Das Zitat, das Claudia Mendes Buch seinen Titel gab, stammt von Dubai Abulhoul aus den Emiraten:
Wir sind anders, als ihr denkt. Wir sind nicht diese armen, unterdrückten Opfer, die vom Westen gerettet werden müssen. Diese Zeiten sind vorbei.

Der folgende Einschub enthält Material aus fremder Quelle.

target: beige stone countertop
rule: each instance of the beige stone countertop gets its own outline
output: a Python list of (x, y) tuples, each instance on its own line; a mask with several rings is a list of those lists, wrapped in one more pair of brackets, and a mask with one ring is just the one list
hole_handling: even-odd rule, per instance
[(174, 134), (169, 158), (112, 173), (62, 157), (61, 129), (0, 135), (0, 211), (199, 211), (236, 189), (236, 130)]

Man stellt sich gegen die Dominanz des westlichen Feminismus, den »Weißsein-Feminismus«, und der Wahlspruch ist: Dekolonialisiert den Feminismus! Soumaya Mestiri fordert einen Feminismus ohne Grenzen.
Souad Abderrahim war Bürgermeisterin der 2-Millionen-Stadt Tunis (wie Tunesien überhaupt das arabische Land mit den besten Bedingungen für Frauen ist). 20 weitere Bürgermeisterinnen gibt es, aber nur 17 Prozent Frauen sitzen im Parlament. Außenministerinnen gab es bereits in Somalia, Mauretanien und Libyen. Nur 20 bis 25 Prozent der arabischen Frauen stehen in einem Arbeitsverhältnis. (Rechts oben: die Frauengewerkschaft von Ramallah, Palästina. Foto zwischen 1934 und 1939 durch die American Colony, Jerusalem. Dank an die Library of Congress, Wash. D. C.)
In Saudi-Arabien waren es 2017 ganze 17 Prozent, doch bis 2024 war durch politische Eingriffe der Prozentsatz angestellter Frauen auf 35 gestiegen. Saudi-Arabien will bis 2030 die Frauen noch mehr stärken. Jeder dritte arabische Start-up werde von einer Frau geleitet, gibt uns Claudia Mende noch auf den Weg und ein Zitat:
Denn wir wollen alle selbstbestimmt und in Würde leben.